Parallèlement à cette mobilisation pour protéger sa diaspora, le Ghana renforce son dispositif de lutte contre l’immigration irrégulière sur son propre territoire. Le Service ghanéen de l’immigration a intercepté le 20 mai 2026 à Asankragwa 112 personnes, principalement des Nigérianes âgées de 12 à 38 ans, soupçonnées d’être victimes de traite à des fins d’exploitation sexuelle ; 105 d’entre elles ont été rapatriées [A1]. Le ministre de l’Intérieur, Mohammed Muntaka Mubarak, a par ailleurs dénoncé l’implication de Ghanéens « antipatriotiques » qui faciliteraient l’entrée et l’enregistrement illégal d’étrangers, y compris leur accès à la base de données nationale [A3]. Ces révélations, faites lors d’une visite dans la région de la Volta, illustrent une inquiétude grandissante face aux complicités locales.

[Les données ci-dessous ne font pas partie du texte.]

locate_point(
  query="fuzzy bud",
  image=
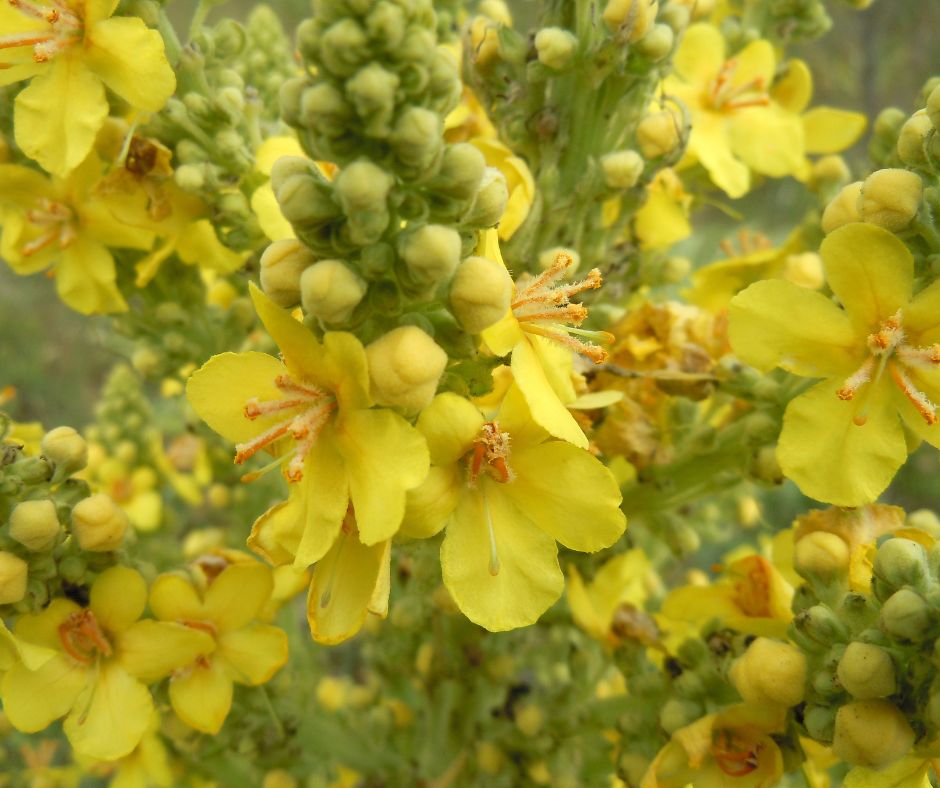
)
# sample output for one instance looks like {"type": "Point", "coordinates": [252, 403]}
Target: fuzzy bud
{"type": "Point", "coordinates": [866, 671]}
{"type": "Point", "coordinates": [555, 47]}
{"type": "Point", "coordinates": [480, 293]}
{"type": "Point", "coordinates": [821, 554]}
{"type": "Point", "coordinates": [34, 524]}
{"type": "Point", "coordinates": [432, 254]}
{"type": "Point", "coordinates": [770, 671]}
{"type": "Point", "coordinates": [13, 575]}
{"type": "Point", "coordinates": [282, 264]}
{"type": "Point", "coordinates": [330, 291]}
{"type": "Point", "coordinates": [872, 733]}
{"type": "Point", "coordinates": [622, 169]}
{"type": "Point", "coordinates": [405, 366]}
{"type": "Point", "coordinates": [98, 523]}
{"type": "Point", "coordinates": [843, 208]}
{"type": "Point", "coordinates": [658, 134]}
{"type": "Point", "coordinates": [65, 449]}
{"type": "Point", "coordinates": [890, 198]}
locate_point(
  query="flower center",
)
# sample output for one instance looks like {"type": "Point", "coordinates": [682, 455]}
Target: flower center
{"type": "Point", "coordinates": [64, 29]}
{"type": "Point", "coordinates": [307, 410]}
{"type": "Point", "coordinates": [724, 95]}
{"type": "Point", "coordinates": [56, 224]}
{"type": "Point", "coordinates": [890, 351]}
{"type": "Point", "coordinates": [543, 307]}
{"type": "Point", "coordinates": [82, 638]}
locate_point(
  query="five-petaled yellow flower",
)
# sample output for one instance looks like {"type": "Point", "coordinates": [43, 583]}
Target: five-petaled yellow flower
{"type": "Point", "coordinates": [844, 439]}
{"type": "Point", "coordinates": [506, 493]}
{"type": "Point", "coordinates": [72, 50]}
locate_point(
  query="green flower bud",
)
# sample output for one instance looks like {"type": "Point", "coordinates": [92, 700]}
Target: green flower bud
{"type": "Point", "coordinates": [821, 555]}
{"type": "Point", "coordinates": [330, 291]}
{"type": "Point", "coordinates": [911, 139]}
{"type": "Point", "coordinates": [282, 264]}
{"type": "Point", "coordinates": [770, 671]}
{"type": "Point", "coordinates": [490, 201]}
{"type": "Point", "coordinates": [890, 198]}
{"type": "Point", "coordinates": [843, 208]}
{"type": "Point", "coordinates": [555, 47]}
{"type": "Point", "coordinates": [872, 733]}
{"type": "Point", "coordinates": [405, 366]}
{"type": "Point", "coordinates": [432, 254]}
{"type": "Point", "coordinates": [35, 525]}
{"type": "Point", "coordinates": [866, 671]}
{"type": "Point", "coordinates": [622, 169]}
{"type": "Point", "coordinates": [480, 293]}
{"type": "Point", "coordinates": [901, 562]}
{"type": "Point", "coordinates": [905, 615]}
{"type": "Point", "coordinates": [98, 523]}
{"type": "Point", "coordinates": [14, 572]}
{"type": "Point", "coordinates": [65, 449]}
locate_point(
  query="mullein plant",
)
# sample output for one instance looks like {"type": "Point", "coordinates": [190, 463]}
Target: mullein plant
{"type": "Point", "coordinates": [405, 335]}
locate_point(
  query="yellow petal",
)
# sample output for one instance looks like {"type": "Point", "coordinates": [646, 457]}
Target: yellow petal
{"type": "Point", "coordinates": [111, 716]}
{"type": "Point", "coordinates": [871, 272]}
{"type": "Point", "coordinates": [385, 457]}
{"type": "Point", "coordinates": [828, 130]}
{"type": "Point", "coordinates": [831, 458]}
{"type": "Point", "coordinates": [32, 699]}
{"type": "Point", "coordinates": [118, 598]}
{"type": "Point", "coordinates": [701, 54]}
{"type": "Point", "coordinates": [129, 58]}
{"type": "Point", "coordinates": [528, 579]}
{"type": "Point", "coordinates": [86, 279]}
{"type": "Point", "coordinates": [342, 588]}
{"type": "Point", "coordinates": [219, 390]}
{"type": "Point", "coordinates": [202, 698]}
{"type": "Point", "coordinates": [252, 654]}
{"type": "Point", "coordinates": [777, 323]}
{"type": "Point", "coordinates": [238, 595]}
{"type": "Point", "coordinates": [450, 425]}
{"type": "Point", "coordinates": [57, 116]}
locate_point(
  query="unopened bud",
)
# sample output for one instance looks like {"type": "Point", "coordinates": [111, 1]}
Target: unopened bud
{"type": "Point", "coordinates": [432, 254]}
{"type": "Point", "coordinates": [890, 198]}
{"type": "Point", "coordinates": [770, 671]}
{"type": "Point", "coordinates": [14, 572]}
{"type": "Point", "coordinates": [34, 524]}
{"type": "Point", "coordinates": [330, 291]}
{"type": "Point", "coordinates": [405, 366]}
{"type": "Point", "coordinates": [821, 554]}
{"type": "Point", "coordinates": [555, 47]}
{"type": "Point", "coordinates": [480, 293]}
{"type": "Point", "coordinates": [622, 169]}
{"type": "Point", "coordinates": [866, 671]}
{"type": "Point", "coordinates": [872, 733]}
{"type": "Point", "coordinates": [65, 449]}
{"type": "Point", "coordinates": [658, 134]}
{"type": "Point", "coordinates": [843, 208]}
{"type": "Point", "coordinates": [98, 523]}
{"type": "Point", "coordinates": [282, 264]}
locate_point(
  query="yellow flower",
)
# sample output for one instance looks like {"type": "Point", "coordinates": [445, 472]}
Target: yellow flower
{"type": "Point", "coordinates": [879, 357]}
{"type": "Point", "coordinates": [735, 743]}
{"type": "Point", "coordinates": [736, 125]}
{"type": "Point", "coordinates": [243, 651]}
{"type": "Point", "coordinates": [752, 597]}
{"type": "Point", "coordinates": [313, 409]}
{"type": "Point", "coordinates": [60, 223]}
{"type": "Point", "coordinates": [71, 51]}
{"type": "Point", "coordinates": [506, 494]}
{"type": "Point", "coordinates": [536, 333]}
{"type": "Point", "coordinates": [103, 658]}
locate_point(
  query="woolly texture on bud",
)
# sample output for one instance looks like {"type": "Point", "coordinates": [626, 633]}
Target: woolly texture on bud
{"type": "Point", "coordinates": [98, 523]}
{"type": "Point", "coordinates": [405, 366]}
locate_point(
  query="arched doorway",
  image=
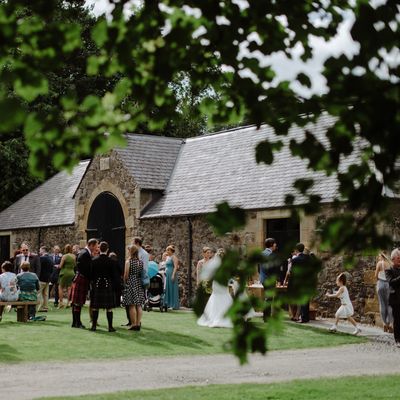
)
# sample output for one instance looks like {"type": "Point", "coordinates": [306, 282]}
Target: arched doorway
{"type": "Point", "coordinates": [106, 222]}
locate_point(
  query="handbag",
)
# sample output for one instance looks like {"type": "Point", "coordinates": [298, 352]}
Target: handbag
{"type": "Point", "coordinates": [145, 279]}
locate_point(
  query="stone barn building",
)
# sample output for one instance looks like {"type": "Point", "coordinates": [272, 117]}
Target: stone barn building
{"type": "Point", "coordinates": [162, 188]}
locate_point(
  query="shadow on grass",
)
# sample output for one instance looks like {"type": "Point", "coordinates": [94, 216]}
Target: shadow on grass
{"type": "Point", "coordinates": [9, 353]}
{"type": "Point", "coordinates": [155, 338]}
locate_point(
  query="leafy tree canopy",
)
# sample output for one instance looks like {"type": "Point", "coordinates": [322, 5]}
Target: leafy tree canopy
{"type": "Point", "coordinates": [217, 47]}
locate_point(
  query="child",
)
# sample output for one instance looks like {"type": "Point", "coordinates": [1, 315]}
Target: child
{"type": "Point", "coordinates": [345, 311]}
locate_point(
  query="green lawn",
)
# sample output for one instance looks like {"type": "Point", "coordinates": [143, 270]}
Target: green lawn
{"type": "Point", "coordinates": [355, 388]}
{"type": "Point", "coordinates": [162, 334]}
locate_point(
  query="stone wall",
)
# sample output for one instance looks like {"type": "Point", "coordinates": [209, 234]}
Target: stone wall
{"type": "Point", "coordinates": [47, 236]}
{"type": "Point", "coordinates": [107, 173]}
{"type": "Point", "coordinates": [361, 286]}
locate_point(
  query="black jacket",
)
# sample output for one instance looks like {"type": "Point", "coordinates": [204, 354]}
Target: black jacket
{"type": "Point", "coordinates": [104, 267]}
{"type": "Point", "coordinates": [47, 265]}
{"type": "Point", "coordinates": [84, 263]}
{"type": "Point", "coordinates": [34, 261]}
{"type": "Point", "coordinates": [393, 277]}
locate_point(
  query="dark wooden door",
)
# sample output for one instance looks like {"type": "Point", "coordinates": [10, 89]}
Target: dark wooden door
{"type": "Point", "coordinates": [106, 222]}
{"type": "Point", "coordinates": [4, 248]}
{"type": "Point", "coordinates": [286, 232]}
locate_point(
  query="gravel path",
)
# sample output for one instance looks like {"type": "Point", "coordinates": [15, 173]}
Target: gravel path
{"type": "Point", "coordinates": [77, 378]}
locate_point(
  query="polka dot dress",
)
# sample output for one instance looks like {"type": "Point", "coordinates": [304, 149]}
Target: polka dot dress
{"type": "Point", "coordinates": [134, 292]}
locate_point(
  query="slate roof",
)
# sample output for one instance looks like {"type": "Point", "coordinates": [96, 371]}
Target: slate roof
{"type": "Point", "coordinates": [150, 159]}
{"type": "Point", "coordinates": [214, 168]}
{"type": "Point", "coordinates": [50, 204]}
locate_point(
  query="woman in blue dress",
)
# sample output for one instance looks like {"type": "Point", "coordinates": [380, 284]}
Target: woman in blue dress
{"type": "Point", "coordinates": [171, 298]}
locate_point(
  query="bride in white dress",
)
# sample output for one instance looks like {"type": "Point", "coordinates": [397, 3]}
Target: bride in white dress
{"type": "Point", "coordinates": [220, 300]}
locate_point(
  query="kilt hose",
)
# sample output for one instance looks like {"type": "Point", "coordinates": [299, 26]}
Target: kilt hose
{"type": "Point", "coordinates": [79, 290]}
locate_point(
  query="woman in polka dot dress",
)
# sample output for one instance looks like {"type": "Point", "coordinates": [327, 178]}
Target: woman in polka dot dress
{"type": "Point", "coordinates": [134, 296]}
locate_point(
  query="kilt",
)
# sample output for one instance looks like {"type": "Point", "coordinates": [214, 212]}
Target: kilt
{"type": "Point", "coordinates": [79, 290]}
{"type": "Point", "coordinates": [102, 294]}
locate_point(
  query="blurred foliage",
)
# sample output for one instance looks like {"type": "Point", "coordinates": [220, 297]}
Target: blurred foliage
{"type": "Point", "coordinates": [212, 51]}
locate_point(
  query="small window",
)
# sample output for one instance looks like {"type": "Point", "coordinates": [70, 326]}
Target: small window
{"type": "Point", "coordinates": [286, 232]}
{"type": "Point", "coordinates": [4, 248]}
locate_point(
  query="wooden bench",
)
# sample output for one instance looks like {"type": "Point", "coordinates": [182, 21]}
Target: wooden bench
{"type": "Point", "coordinates": [22, 308]}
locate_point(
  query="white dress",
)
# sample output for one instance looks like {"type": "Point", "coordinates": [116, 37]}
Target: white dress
{"type": "Point", "coordinates": [219, 301]}
{"type": "Point", "coordinates": [217, 306]}
{"type": "Point", "coordinates": [346, 309]}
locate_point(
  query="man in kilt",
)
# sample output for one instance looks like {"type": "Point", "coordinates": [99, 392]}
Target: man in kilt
{"type": "Point", "coordinates": [80, 285]}
{"type": "Point", "coordinates": [105, 276]}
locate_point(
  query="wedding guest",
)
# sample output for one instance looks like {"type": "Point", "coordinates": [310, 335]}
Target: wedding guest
{"type": "Point", "coordinates": [28, 284]}
{"type": "Point", "coordinates": [47, 265]}
{"type": "Point", "coordinates": [345, 311]}
{"type": "Point", "coordinates": [118, 282]}
{"type": "Point", "coordinates": [67, 273]}
{"type": "Point", "coordinates": [207, 254]}
{"type": "Point", "coordinates": [152, 263]}
{"type": "Point", "coordinates": [393, 277]}
{"type": "Point", "coordinates": [56, 257]}
{"type": "Point", "coordinates": [134, 296]}
{"type": "Point", "coordinates": [80, 285]}
{"type": "Point", "coordinates": [102, 295]}
{"type": "Point", "coordinates": [171, 298]}
{"type": "Point", "coordinates": [143, 255]}
{"type": "Point", "coordinates": [8, 286]}
{"type": "Point", "coordinates": [26, 255]}
{"type": "Point", "coordinates": [383, 290]}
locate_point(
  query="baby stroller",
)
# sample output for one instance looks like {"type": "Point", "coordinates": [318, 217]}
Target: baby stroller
{"type": "Point", "coordinates": [155, 293]}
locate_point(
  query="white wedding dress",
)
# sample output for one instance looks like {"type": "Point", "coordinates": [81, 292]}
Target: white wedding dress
{"type": "Point", "coordinates": [218, 303]}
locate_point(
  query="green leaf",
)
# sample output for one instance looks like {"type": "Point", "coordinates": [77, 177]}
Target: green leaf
{"type": "Point", "coordinates": [72, 33]}
{"type": "Point", "coordinates": [12, 114]}
{"type": "Point", "coordinates": [30, 84]}
{"type": "Point", "coordinates": [304, 80]}
{"type": "Point", "coordinates": [100, 32]}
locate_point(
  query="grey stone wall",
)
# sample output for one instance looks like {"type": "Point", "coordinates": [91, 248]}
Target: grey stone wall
{"type": "Point", "coordinates": [115, 180]}
{"type": "Point", "coordinates": [47, 236]}
{"type": "Point", "coordinates": [361, 288]}
{"type": "Point", "coordinates": [164, 231]}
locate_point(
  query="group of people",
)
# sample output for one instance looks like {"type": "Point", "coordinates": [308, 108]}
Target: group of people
{"type": "Point", "coordinates": [92, 272]}
{"type": "Point", "coordinates": [96, 271]}
{"type": "Point", "coordinates": [387, 273]}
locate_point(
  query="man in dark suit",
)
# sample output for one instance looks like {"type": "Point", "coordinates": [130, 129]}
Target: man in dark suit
{"type": "Point", "coordinates": [298, 262]}
{"type": "Point", "coordinates": [26, 255]}
{"type": "Point", "coordinates": [80, 286]}
{"type": "Point", "coordinates": [393, 277]}
{"type": "Point", "coordinates": [105, 276]}
{"type": "Point", "coordinates": [47, 265]}
{"type": "Point", "coordinates": [56, 258]}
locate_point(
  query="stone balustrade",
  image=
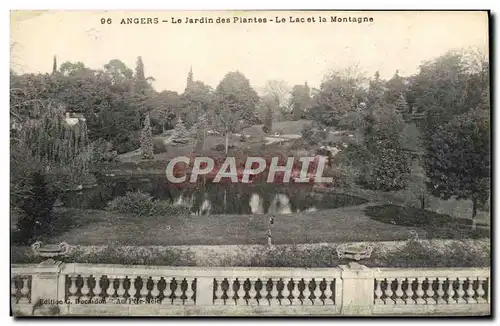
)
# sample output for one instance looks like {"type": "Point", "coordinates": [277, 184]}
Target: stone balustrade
{"type": "Point", "coordinates": [91, 289]}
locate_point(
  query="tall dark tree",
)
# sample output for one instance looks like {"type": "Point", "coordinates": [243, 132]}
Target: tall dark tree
{"type": "Point", "coordinates": [458, 158]}
{"type": "Point", "coordinates": [54, 65]}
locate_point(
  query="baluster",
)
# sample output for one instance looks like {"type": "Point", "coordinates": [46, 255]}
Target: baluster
{"type": "Point", "coordinates": [399, 291]}
{"type": "Point", "coordinates": [430, 292]}
{"type": "Point", "coordinates": [470, 291]}
{"type": "Point", "coordinates": [144, 288]}
{"type": "Point", "coordinates": [97, 287]}
{"type": "Point", "coordinates": [329, 300]}
{"type": "Point", "coordinates": [450, 291]}
{"type": "Point", "coordinates": [110, 291]}
{"type": "Point", "coordinates": [295, 292]}
{"type": "Point", "coordinates": [253, 293]}
{"type": "Point", "coordinates": [121, 289]}
{"type": "Point", "coordinates": [440, 291]}
{"type": "Point", "coordinates": [13, 290]}
{"type": "Point", "coordinates": [378, 292]}
{"type": "Point", "coordinates": [73, 289]}
{"type": "Point", "coordinates": [409, 292]}
{"type": "Point", "coordinates": [85, 290]}
{"type": "Point", "coordinates": [189, 292]}
{"type": "Point", "coordinates": [480, 290]}
{"type": "Point", "coordinates": [155, 291]}
{"type": "Point", "coordinates": [274, 293]}
{"type": "Point", "coordinates": [317, 292]}
{"type": "Point", "coordinates": [219, 292]}
{"type": "Point", "coordinates": [306, 293]}
{"type": "Point", "coordinates": [388, 292]}
{"type": "Point", "coordinates": [420, 292]}
{"type": "Point", "coordinates": [167, 292]}
{"type": "Point", "coordinates": [24, 291]}
{"type": "Point", "coordinates": [460, 290]}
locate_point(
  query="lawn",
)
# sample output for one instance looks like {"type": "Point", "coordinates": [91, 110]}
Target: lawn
{"type": "Point", "coordinates": [346, 224]}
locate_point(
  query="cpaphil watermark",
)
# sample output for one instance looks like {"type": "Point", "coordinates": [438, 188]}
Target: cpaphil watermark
{"type": "Point", "coordinates": [302, 170]}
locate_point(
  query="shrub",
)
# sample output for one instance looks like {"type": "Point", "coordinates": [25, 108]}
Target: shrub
{"type": "Point", "coordinates": [36, 210]}
{"type": "Point", "coordinates": [435, 224]}
{"type": "Point", "coordinates": [142, 204]}
{"type": "Point", "coordinates": [133, 202]}
{"type": "Point", "coordinates": [418, 254]}
{"type": "Point", "coordinates": [159, 146]}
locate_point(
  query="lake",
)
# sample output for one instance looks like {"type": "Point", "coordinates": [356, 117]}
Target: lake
{"type": "Point", "coordinates": [213, 198]}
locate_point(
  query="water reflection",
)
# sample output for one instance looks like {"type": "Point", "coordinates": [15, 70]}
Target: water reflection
{"type": "Point", "coordinates": [213, 199]}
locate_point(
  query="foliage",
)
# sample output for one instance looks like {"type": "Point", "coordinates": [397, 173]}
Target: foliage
{"type": "Point", "coordinates": [458, 160]}
{"type": "Point", "coordinates": [383, 163]}
{"type": "Point", "coordinates": [339, 93]}
{"type": "Point", "coordinates": [235, 103]}
{"type": "Point", "coordinates": [435, 224]}
{"type": "Point", "coordinates": [147, 140]}
{"type": "Point", "coordinates": [418, 254]}
{"type": "Point", "coordinates": [36, 210]}
{"type": "Point", "coordinates": [159, 146]}
{"type": "Point", "coordinates": [268, 122]}
{"type": "Point", "coordinates": [180, 132]}
{"type": "Point", "coordinates": [313, 134]}
{"type": "Point", "coordinates": [143, 204]}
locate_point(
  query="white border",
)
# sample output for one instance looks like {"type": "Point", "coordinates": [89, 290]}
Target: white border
{"type": "Point", "coordinates": [189, 4]}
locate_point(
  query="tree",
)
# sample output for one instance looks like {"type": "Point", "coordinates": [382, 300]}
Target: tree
{"type": "Point", "coordinates": [235, 103]}
{"type": "Point", "coordinates": [448, 86]}
{"type": "Point", "coordinates": [402, 105]}
{"type": "Point", "coordinates": [142, 85]}
{"type": "Point", "coordinates": [395, 88]}
{"type": "Point", "coordinates": [196, 100]}
{"type": "Point", "coordinates": [383, 163]}
{"type": "Point", "coordinates": [300, 100]}
{"type": "Point", "coordinates": [268, 122]}
{"type": "Point", "coordinates": [458, 158]}
{"type": "Point", "coordinates": [180, 132]}
{"type": "Point", "coordinates": [341, 92]}
{"type": "Point", "coordinates": [54, 66]}
{"type": "Point", "coordinates": [189, 82]}
{"type": "Point", "coordinates": [147, 140]}
{"type": "Point", "coordinates": [165, 106]}
{"type": "Point", "coordinates": [279, 92]}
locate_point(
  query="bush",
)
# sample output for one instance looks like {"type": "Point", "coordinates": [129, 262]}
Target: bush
{"type": "Point", "coordinates": [142, 204]}
{"type": "Point", "coordinates": [418, 254]}
{"type": "Point", "coordinates": [36, 211]}
{"type": "Point", "coordinates": [436, 225]}
{"type": "Point", "coordinates": [159, 146]}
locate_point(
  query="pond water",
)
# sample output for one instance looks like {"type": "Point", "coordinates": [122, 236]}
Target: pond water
{"type": "Point", "coordinates": [213, 198]}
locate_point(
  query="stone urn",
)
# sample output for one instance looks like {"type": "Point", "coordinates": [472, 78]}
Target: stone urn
{"type": "Point", "coordinates": [50, 250]}
{"type": "Point", "coordinates": [354, 251]}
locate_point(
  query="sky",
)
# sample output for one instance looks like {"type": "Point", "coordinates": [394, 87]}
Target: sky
{"type": "Point", "coordinates": [292, 51]}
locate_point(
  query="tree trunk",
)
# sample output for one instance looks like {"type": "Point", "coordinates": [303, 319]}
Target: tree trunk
{"type": "Point", "coordinates": [474, 212]}
{"type": "Point", "coordinates": [227, 142]}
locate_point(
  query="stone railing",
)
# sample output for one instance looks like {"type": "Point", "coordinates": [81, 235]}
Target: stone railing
{"type": "Point", "coordinates": [82, 289]}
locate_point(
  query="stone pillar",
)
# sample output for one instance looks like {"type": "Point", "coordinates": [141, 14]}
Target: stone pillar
{"type": "Point", "coordinates": [357, 289]}
{"type": "Point", "coordinates": [45, 288]}
{"type": "Point", "coordinates": [205, 291]}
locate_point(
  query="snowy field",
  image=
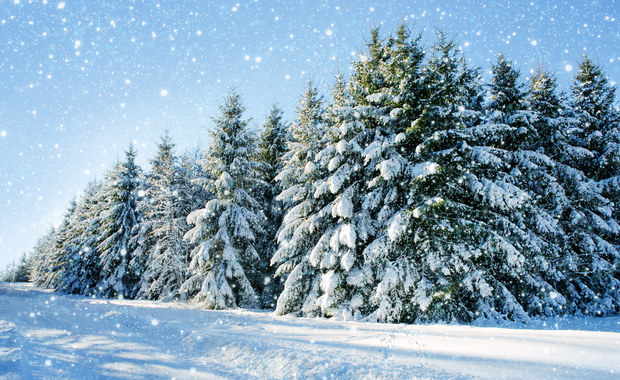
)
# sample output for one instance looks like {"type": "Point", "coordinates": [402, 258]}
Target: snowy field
{"type": "Point", "coordinates": [50, 335]}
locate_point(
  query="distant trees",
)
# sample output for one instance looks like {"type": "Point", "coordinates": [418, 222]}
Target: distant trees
{"type": "Point", "coordinates": [416, 193]}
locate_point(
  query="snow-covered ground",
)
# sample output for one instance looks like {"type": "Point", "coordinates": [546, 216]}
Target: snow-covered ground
{"type": "Point", "coordinates": [50, 335]}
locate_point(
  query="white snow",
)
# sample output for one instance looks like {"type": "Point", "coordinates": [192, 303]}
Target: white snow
{"type": "Point", "coordinates": [49, 335]}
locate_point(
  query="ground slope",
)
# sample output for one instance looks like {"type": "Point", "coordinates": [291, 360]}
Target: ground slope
{"type": "Point", "coordinates": [51, 335]}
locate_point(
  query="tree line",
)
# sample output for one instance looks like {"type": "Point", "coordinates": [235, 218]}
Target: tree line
{"type": "Point", "coordinates": [416, 192]}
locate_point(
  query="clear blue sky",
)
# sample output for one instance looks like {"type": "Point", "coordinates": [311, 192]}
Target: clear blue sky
{"type": "Point", "coordinates": [80, 79]}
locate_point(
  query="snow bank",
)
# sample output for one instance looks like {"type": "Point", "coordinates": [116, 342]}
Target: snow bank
{"type": "Point", "coordinates": [50, 335]}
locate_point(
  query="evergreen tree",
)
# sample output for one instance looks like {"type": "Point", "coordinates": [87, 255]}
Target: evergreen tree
{"type": "Point", "coordinates": [466, 248]}
{"type": "Point", "coordinates": [226, 264]}
{"type": "Point", "coordinates": [17, 271]}
{"type": "Point", "coordinates": [55, 261]}
{"type": "Point", "coordinates": [119, 225]}
{"type": "Point", "coordinates": [82, 272]}
{"type": "Point", "coordinates": [170, 198]}
{"type": "Point", "coordinates": [272, 146]}
{"type": "Point", "coordinates": [41, 253]}
{"type": "Point", "coordinates": [590, 255]}
{"type": "Point", "coordinates": [298, 233]}
{"type": "Point", "coordinates": [597, 133]}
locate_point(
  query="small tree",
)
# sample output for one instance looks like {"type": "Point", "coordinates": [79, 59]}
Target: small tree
{"type": "Point", "coordinates": [119, 221]}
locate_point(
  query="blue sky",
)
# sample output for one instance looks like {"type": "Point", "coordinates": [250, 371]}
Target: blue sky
{"type": "Point", "coordinates": [81, 79]}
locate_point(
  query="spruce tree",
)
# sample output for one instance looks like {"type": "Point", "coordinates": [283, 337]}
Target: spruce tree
{"type": "Point", "coordinates": [83, 268]}
{"type": "Point", "coordinates": [226, 265]}
{"type": "Point", "coordinates": [119, 224]}
{"type": "Point", "coordinates": [590, 256]}
{"type": "Point", "coordinates": [302, 219]}
{"type": "Point", "coordinates": [272, 146]}
{"type": "Point", "coordinates": [593, 100]}
{"type": "Point", "coordinates": [170, 198]}
{"type": "Point", "coordinates": [465, 246]}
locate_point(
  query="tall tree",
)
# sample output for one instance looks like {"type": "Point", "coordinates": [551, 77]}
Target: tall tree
{"type": "Point", "coordinates": [83, 267]}
{"type": "Point", "coordinates": [226, 265]}
{"type": "Point", "coordinates": [170, 198]}
{"type": "Point", "coordinates": [297, 178]}
{"type": "Point", "coordinates": [119, 225]}
{"type": "Point", "coordinates": [271, 148]}
{"type": "Point", "coordinates": [593, 100]}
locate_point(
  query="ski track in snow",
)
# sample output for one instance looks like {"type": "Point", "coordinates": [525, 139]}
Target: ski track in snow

Cette double séquence – rapatriements contraints depuis l’étranger et durcissement des contrôles à l’intérieur – souligne la fragilité des dynamiques migratoires sur le continent. Alors que l’Union africaine prône la libre circulation des personnes, les poussées xénophobes sud-africaines et les réponses sécuritaires qu’elles suscitent chez les voisins risquent d’éroder la confiance régionale. La crise actuelle pourrait relancer les débats sur la protection des migrants et la responsabilité des États d’origine, tout en mettant à l’épreuve la solidarité panafricaine. Les prochaines semaines diront si les mesures d’évacuation et les enquêtes policières suffiront à contenir un cycle de violences dont les racines plongent dans des frustrations économiques et des failles de gouvernance migratoire.
Comment la même histoire est racontée ailleurs.
La presse africaine anglophone souligne l'inquiétude suscitée par les attaques xénophobes en Afrique du Sud, qui ont fait cinq morts mozambicains et entraîné l'évacuation de ressortissants ghanéens. Les gouvernements africains réagissent fermement, défendant les opérations de rapatriement et dénonçant la complicité intérieure qui facilite l'immigration clandestine. Un double registre apparaît : condamnation de la violence et vigilance sécuritaire nationale.
La presse arabe du Levant et du Maghreb relate avec inquiétude la mort de cinq ressortissants mozambicains dans les violences xénophobes en Afrique du Sud, précisant qu'il s'agit des premières victimes étrangères confirmées. Elle souligne le retour spontané de centaines de compatriotes et la condamnation officielle de Maputo, dans un ton factuel et pragmatique.
La presse latino-américaine d'orientation marché rapporte de manière factuelle la dénonciation par le Mozambique de cinq citoyens tués dans des attaques xénophobes en Afrique du Sud, en les liant aux manifestations contre l'immigration irrégulière. La couverture est brève et descriptive, fondée sur des sources officielles, sans commentaire émotionnel.